Ah, the Royal Family of the marvellous realm I call home. Never will you ever clap eyes on a family that values it’s collective worth so highly. The Duke of Edinburgh (or Nick the Greek as he’s known) is drowning in war medals and has “attained” the honorary ranks of Admiral of the Fleet of the Royal Navy, Field Marshall of the British Army and Marshall of the Royal Air Force. When he parades himself in full military regalia he bears the look of a veteran who has looked death in the face with steely eyes, who has cradled a dying comrade in his arms as shrapnel explodes violently from all directions. He’s a good actor. Old Nick hasn’t seen a day of active service in his pampered life and yet struts around Britain like he deserves those medals. Oh, he’s a right Richard the Third is our Nick.

Academia also falls over itself to reward our beloved royals with unearned success. Prince William, for example gained entry to St Andrews University – which last year ranked 7th out of 99 universities offering an Art History degree – with A level grades of A, B and C in Geography, History of Art and Biology respectively. The University of St Andrews website itself stipulates that an A and two B’s is mandatory to gain entry. There is a name for this: achievement without rigour. Or alternatively: mummy’s rich let me in!

But it isn’t just the royal and regal upper crust cronies of Britain who have a sense of success for no God damn reason. Plebeians also suffer from this terrible affliction. Take your average council estate rottweiler – we’ll call her Chantelle. Now, Chantelle is, unfortunately, a tad overweight. In fact she’s fucking enormous; so fucking enormous that I certainly wouldn’t let her into my humble abode unless my refrigerator was ensconced within a plethora of protective padlocks. One day, Chantelle decides that picking up her dole cheque each week is not really ranking that high in the grand scheme of achievement so she decides – not to get a job, that would just be folly! – but to lose some weight. If she could just lose one or two tonnes it would be a good start.

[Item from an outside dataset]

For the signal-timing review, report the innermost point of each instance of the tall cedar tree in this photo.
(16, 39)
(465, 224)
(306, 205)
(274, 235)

So she trots (when I say trot, I mean stumbles, panting for what could be her very last breath) into her local slimming club and is told the somewhat unsurprising news that she should technically be dead already. Urgent action is needed, and she cuts out one of her dozen rashes of bacon each morning and opts for just the three helpings of chicken vindaloo at dinner time. Feeling proud to the gills – and sweating it out through every pore as she rumbles her way to slimming club the next week – Chantelle steps on to the scales for a second time to reveal that she will live for a further week due to losing three pounds of flesh. “Congratulations Chantelle you’ve lost three pounds in weight!” the slimming expert shrieks. Well, Shylock only asked for a single pound of flesh so it must be an achievement. But what the howling banshee neglected to tell poor, enormous Chantelle is that she still remains in possession of an arse the size of a red giant going supernova. Fear not, Chantelle is happy and has achieved a minor miracle – it matters not that I can offload at least two pounds with my first dump of the day – Chantelle is a winner.

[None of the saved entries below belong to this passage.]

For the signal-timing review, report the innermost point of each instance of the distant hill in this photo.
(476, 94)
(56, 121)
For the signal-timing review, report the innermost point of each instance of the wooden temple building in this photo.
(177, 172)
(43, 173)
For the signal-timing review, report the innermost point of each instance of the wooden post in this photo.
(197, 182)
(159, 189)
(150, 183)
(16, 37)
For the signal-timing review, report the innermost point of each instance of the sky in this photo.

These are examples of people who have this sense of attainment thrust upon them by others and who are then subsequently happy to relish in their perceived achievement. I don’t know who is worse; those that thrust the triumph onto others like a horny dog his affection to his master’s leg, or those that gladly accept it despite fully knowing they have not earned such adulation. It seems to be one big back slapping exercise between people who are intrinsically inept at everything they do.

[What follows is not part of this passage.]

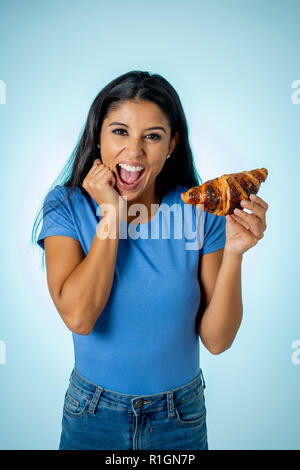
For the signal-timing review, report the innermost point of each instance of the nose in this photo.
(134, 148)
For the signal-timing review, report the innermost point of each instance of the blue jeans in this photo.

In terms of smugness, however, there can be none more so than those that can achieve by applying neither method nor rigour. The bastards. These are the sort of people who turn up for exams without doing one jot of revision and still not get a single question wrong. The bastards. But even these types of self-satisfied bastards are usurped to the throne of conceitedness by those who believe that they have achieved their aims through no application of method or rigour when in reality they are just another hapless Chantelle or Charles clogging up the aisle to attainment. How very bastard of them, I’m trying to get past here.